The challenges for landlords are well known by this point. Their future horizons are clouded by a tightening in tax relief, increasingly complex and restrictive regulations, and mounting pressure to meet energy efficiency and tenant protection standards, without the clear guidelines of how to bring this to fruition. This combination is squeezing profitability and making property investment concerningly difficult to sustain, particularly for smaller portfolio landlords. In fact, recent data from Hamptons confirmed that last year buy-to-let investments fell to their lowest level since the global financial crisis.
But despite the many harsh realities, these figures risk painting an overly negative picture. As many brokers and financial advisers know, there’s also room for optimism.

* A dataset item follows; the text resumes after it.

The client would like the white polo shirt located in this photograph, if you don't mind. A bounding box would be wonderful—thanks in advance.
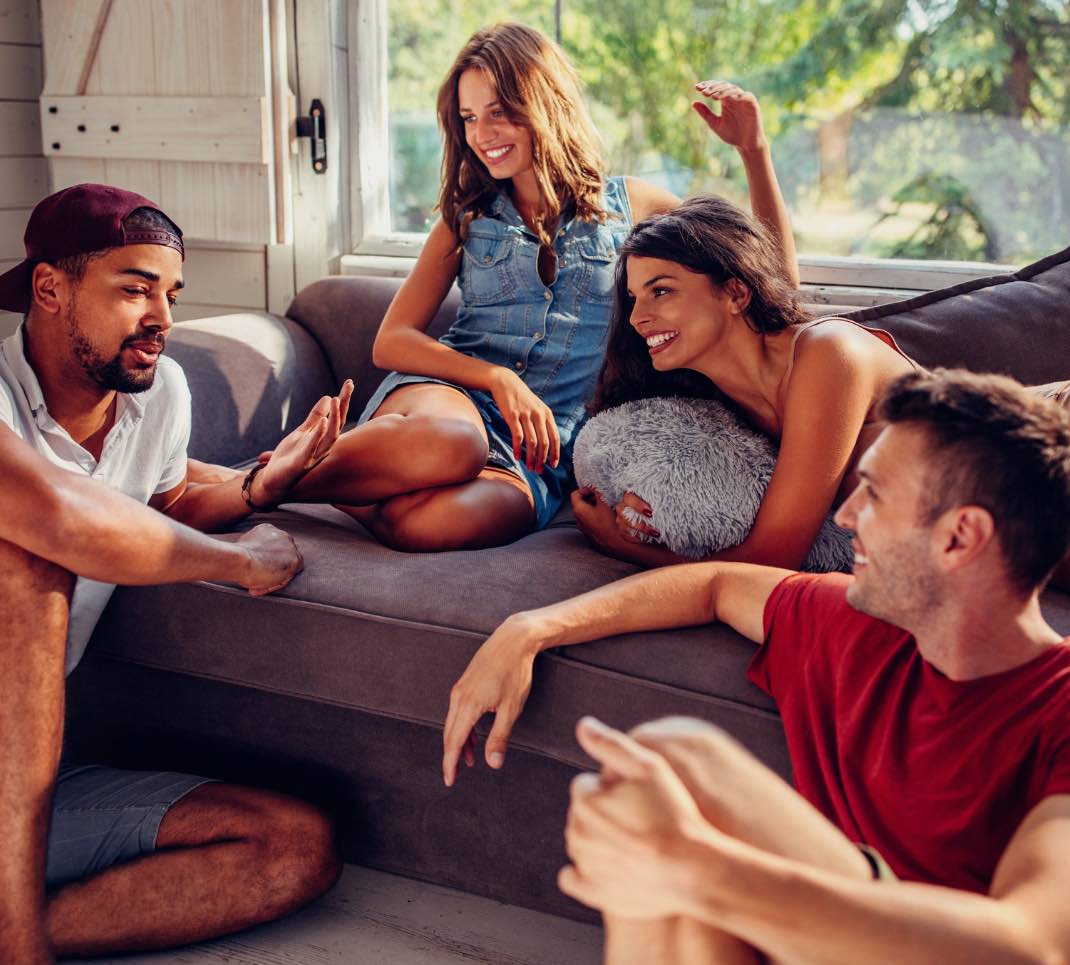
[0,326,190,673]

Recent months have witnessed a surge in rents, as documented by the latest ONS figures. This, combined with declining interest rates, offers promising returns for landlords looking to invest. The combined figures for 2024 also mask the positive impact of the rush to complete before the stamp duty rate changes came into effect, as buy-to-let loans in Q4 2024 and Q1 2025 were up year on year by 39% and 32% respectively, according to data from UK Finance.
Enabling these green shoots in the market to continue growing is where specialist lending can play a decisive role. Our belief in the potential for this recovery explains Pepper Money’s recent return to the market. The last thing landlords need at this pivotal moment is for financing constraints to hold them back from realising their property investment goals, and we’re here to help.
The question around the UK Government’s mandated energy efficiency rules for rental properties is a case in point. Landlords will need to ensure their rental homes comply with the increase in the minimum EPC requirement from E to C. In many cases, this will require home improvements. Whether it’s installing insulation solutions, replacing an old boiler, or investing in double window glazing, all of these upgrades will require funding.
In situations like these, a clear path to borrowing can make all the difference for investors confronted with a sudden spike in their forecasted expenditure. A growing tax burden means paying out of pocket for these changes is no longer an option for most, increasing the demand for a reliable lending option investors can turn to.
Our duty as a specialist lender is to curate the right products that allow our customers to access the capital they need to succeed. As always, when considering mortgage products, flexibility, certainty, and quality service are the key elements borrowers and brokers will be looking for. Lending should be designed to maximise choice and convenience for residential landlords, whether they’re young investors or experienced proprietors.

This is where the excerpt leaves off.